Argos saw its sales slide by 8.8% on the back of a weak consumer electronics market, in results released on Thursday.
The company's owners, Home Retail Group, said that sales in the 18 weeks to December 31 were weak, with the demand for video gaming and audio products particularly low.
The company has struggled to remain competitive in the consumer electronics market, and reported only a marginal profit in the half-year to August.
Internet business was a rare bright spot, rising to account for 40% of total sales, with "click and collect" and mobile commerce driving its growth.

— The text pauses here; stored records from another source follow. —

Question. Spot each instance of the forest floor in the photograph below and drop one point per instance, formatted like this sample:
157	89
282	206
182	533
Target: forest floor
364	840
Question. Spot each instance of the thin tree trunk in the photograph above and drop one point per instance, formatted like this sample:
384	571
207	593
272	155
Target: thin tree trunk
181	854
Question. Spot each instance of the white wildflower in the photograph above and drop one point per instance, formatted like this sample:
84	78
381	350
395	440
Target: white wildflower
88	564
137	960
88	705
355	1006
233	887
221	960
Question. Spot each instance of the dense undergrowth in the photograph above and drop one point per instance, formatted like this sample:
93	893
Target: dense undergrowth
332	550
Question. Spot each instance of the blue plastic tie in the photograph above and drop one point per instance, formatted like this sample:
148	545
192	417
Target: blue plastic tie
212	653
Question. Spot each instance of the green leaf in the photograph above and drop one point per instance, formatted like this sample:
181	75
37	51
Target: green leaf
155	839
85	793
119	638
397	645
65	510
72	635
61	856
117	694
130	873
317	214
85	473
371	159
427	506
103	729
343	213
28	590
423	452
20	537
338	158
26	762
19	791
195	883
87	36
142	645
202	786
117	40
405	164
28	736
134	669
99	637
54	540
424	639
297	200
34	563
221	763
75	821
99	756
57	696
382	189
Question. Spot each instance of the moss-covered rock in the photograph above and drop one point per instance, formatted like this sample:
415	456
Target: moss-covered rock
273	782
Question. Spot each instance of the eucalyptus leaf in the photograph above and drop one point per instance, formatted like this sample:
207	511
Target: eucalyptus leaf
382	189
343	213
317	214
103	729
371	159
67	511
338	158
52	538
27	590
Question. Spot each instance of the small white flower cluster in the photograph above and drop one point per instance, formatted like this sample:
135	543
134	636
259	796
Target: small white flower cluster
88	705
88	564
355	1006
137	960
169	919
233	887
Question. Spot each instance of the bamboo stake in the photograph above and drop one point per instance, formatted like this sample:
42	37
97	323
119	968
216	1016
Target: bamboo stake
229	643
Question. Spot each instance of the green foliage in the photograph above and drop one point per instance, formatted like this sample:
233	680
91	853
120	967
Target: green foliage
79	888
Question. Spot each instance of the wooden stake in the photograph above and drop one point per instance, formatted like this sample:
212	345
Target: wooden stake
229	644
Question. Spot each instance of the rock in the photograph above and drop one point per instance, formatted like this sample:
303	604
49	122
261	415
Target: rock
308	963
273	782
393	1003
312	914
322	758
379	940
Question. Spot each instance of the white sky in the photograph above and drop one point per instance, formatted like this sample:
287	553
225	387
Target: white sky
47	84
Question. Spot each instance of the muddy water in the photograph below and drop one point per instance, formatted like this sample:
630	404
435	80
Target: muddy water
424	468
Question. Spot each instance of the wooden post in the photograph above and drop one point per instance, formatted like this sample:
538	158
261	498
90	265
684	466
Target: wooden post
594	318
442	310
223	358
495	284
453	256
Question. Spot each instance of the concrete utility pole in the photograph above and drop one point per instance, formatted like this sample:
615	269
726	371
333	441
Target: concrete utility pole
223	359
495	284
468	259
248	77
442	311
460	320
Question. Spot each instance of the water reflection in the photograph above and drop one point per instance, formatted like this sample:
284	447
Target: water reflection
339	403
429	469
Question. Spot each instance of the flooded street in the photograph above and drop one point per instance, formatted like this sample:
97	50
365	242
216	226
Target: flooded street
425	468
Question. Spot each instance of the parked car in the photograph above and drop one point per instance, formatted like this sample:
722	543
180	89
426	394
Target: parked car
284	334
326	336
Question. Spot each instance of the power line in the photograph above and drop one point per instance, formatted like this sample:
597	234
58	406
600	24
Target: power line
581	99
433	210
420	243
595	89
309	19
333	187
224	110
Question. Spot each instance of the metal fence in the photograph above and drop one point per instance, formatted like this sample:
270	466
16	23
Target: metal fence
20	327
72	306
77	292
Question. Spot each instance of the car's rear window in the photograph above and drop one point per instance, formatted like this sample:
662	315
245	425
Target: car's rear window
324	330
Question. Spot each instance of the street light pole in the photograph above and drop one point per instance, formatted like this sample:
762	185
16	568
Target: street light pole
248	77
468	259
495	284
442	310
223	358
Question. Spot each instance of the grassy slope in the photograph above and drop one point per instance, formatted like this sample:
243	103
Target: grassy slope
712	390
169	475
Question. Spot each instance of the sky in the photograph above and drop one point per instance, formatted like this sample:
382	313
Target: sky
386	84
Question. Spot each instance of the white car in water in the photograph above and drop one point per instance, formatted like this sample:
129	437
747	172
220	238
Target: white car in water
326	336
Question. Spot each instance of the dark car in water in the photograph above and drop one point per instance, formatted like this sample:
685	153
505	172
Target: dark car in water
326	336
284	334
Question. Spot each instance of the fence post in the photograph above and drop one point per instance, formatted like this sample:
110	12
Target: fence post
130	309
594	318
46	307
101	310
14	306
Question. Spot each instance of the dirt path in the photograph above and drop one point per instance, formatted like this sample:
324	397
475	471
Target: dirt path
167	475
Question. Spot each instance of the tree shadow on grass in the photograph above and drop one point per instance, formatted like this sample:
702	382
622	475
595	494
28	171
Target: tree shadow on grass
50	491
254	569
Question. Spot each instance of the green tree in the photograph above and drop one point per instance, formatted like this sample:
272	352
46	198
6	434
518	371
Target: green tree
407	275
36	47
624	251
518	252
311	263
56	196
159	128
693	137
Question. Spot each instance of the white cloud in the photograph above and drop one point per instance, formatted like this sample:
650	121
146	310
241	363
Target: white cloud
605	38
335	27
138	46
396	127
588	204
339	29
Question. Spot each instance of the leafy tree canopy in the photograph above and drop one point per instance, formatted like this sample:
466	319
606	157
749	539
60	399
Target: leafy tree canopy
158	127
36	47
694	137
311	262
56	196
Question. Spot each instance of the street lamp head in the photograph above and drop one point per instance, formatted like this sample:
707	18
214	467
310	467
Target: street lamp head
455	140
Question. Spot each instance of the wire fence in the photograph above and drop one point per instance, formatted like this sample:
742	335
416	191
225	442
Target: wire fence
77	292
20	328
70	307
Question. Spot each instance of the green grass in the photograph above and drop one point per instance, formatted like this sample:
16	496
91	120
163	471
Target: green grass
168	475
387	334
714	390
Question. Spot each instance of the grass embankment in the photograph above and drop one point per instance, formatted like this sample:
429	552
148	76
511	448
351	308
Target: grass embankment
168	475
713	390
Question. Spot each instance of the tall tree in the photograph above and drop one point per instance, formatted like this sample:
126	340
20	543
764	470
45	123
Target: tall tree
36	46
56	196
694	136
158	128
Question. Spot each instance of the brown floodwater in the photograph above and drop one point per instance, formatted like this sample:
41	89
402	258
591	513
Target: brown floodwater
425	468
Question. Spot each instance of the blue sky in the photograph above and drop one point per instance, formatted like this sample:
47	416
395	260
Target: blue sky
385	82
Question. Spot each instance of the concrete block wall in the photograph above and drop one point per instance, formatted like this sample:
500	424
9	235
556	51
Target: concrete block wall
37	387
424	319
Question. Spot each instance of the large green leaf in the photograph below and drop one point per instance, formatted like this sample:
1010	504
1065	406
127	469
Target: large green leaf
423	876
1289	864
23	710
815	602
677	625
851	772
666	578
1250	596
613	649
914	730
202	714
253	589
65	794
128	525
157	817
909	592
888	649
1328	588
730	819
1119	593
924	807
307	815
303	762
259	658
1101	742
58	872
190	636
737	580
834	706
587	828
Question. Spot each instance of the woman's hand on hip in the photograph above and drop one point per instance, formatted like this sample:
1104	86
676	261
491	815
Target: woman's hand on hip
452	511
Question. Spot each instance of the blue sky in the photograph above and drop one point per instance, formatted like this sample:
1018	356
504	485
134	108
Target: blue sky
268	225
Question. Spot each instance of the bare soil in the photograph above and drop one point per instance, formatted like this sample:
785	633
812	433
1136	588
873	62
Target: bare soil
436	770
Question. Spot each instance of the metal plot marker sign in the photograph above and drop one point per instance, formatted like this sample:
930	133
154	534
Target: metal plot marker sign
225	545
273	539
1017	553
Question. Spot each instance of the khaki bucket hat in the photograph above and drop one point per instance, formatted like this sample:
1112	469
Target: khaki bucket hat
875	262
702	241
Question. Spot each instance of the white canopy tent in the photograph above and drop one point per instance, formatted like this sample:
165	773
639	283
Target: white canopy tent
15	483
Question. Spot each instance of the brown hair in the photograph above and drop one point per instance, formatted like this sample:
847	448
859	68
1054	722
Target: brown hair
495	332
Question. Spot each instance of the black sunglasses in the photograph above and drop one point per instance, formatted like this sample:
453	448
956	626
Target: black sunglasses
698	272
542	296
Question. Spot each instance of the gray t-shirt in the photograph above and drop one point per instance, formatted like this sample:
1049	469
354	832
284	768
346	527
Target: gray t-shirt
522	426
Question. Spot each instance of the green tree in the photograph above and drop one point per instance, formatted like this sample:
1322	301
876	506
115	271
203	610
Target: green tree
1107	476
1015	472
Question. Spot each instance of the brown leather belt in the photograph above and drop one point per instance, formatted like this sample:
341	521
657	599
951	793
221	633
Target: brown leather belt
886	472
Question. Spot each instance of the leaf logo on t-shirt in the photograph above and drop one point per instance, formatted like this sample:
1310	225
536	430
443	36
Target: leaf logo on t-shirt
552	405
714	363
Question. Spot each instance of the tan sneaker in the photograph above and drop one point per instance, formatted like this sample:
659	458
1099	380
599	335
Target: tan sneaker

Home Retail Group's, other major chain, Homebase, saw like-for-like sales fall by 2.6%, with purchases of larger items falling foul of weak consumer sentiment.
Terry Duddy, the company's CEO, called the trading environment "volatile and demanding" and said:
"We will continue to plan cautiously with an ongoing focus on managing robustly both the cost base and the cash position of the Group while prioritising our investment in the ongoing development of our multi-channel capabilities."
The company is closing a number of stores as it looks to cut costs, and as a result it may meet profit targets of £100m, but it is likely to cut its dividend to shareholders. Home Retail Group's shares fell 4% after the announcement.
Home Retail Group's numbers cap a bad morning for retail, which also saw Tesco, the UK's biggest grocer, issue a profit warning that sent shares spiralling.